As a between the legs pee collector it ticks every box - 

* It's sturdy but flexible. ✔️

* It tucks nicely between your cock and your balls thus preventing back dribbling into your pants. ✔️

* It's big enough to hold a decent amount of pee but not too big to be cumbersome. ✔️

* It's wide rimmed, enabling fast and easy knob placement when you're in a hurry. ✔️

* The rim is made from soft moulded cardboard so there's no risk of chaffing or cutting. ✔️

* The sides are flexible and can be squeezed to fit between your thighs. ✔️

* Once you've peed you can reshape the cup and fit the lid on to prevent spillage.

One warning of your thinking of going out and getting one for your own use - don't forget what's inside and take a lazy swig.

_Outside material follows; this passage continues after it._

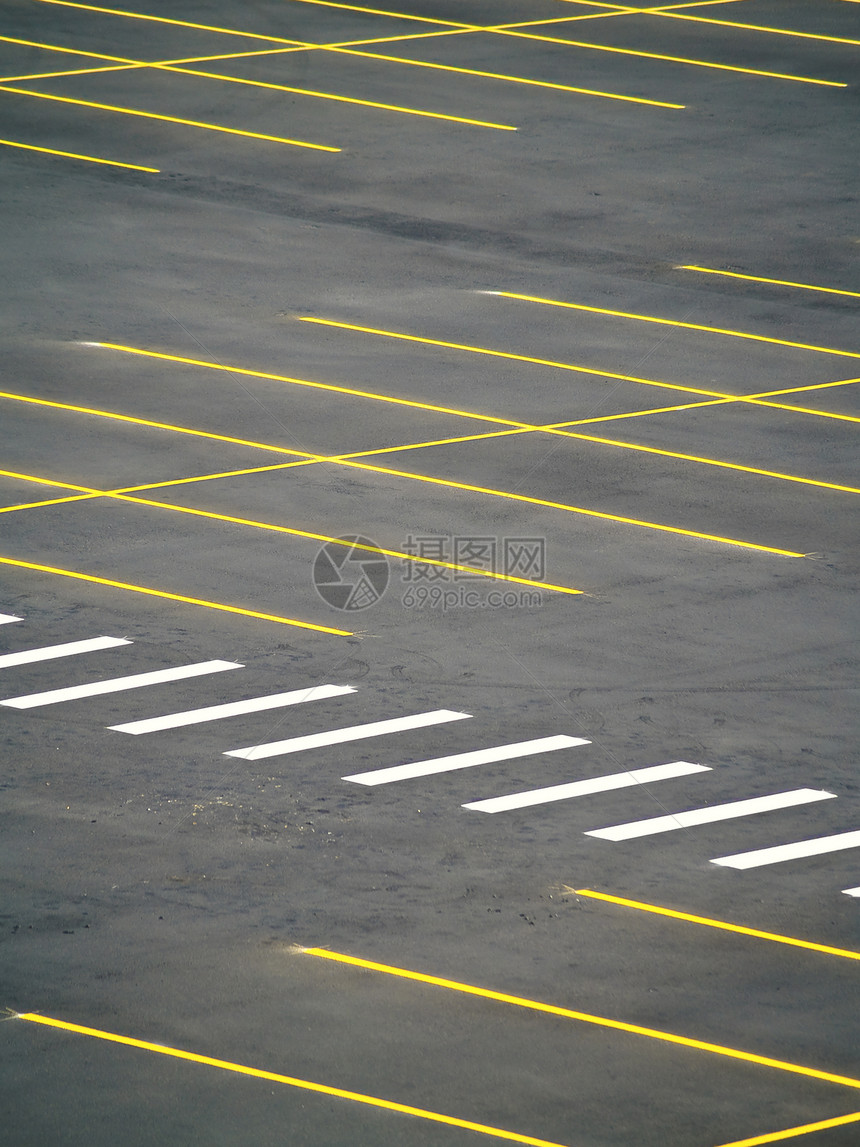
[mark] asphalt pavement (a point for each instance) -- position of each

If you do you'll be in Helen Mirren country!

If

Though it's been years since I drank takeaway coffee I keep one of these cups between the seats in my car at all times.






There's a knack to peeing in a coffee cup in a way that ensures you don't end up dribbling over yourself after you think you're finished. It isn't easy but with a bit of patience and practice it's doable.





Never forget about the contents of the pot you've pissed in - empty them out as soon as possible. Whilst the actress Helen Mirren believes in the medicinal power of drinking a little of your own freshly peed pee every day I don't recommend taking a gulp without knowing what you're about to swallow. Day's old urine can't possibly be good for you!!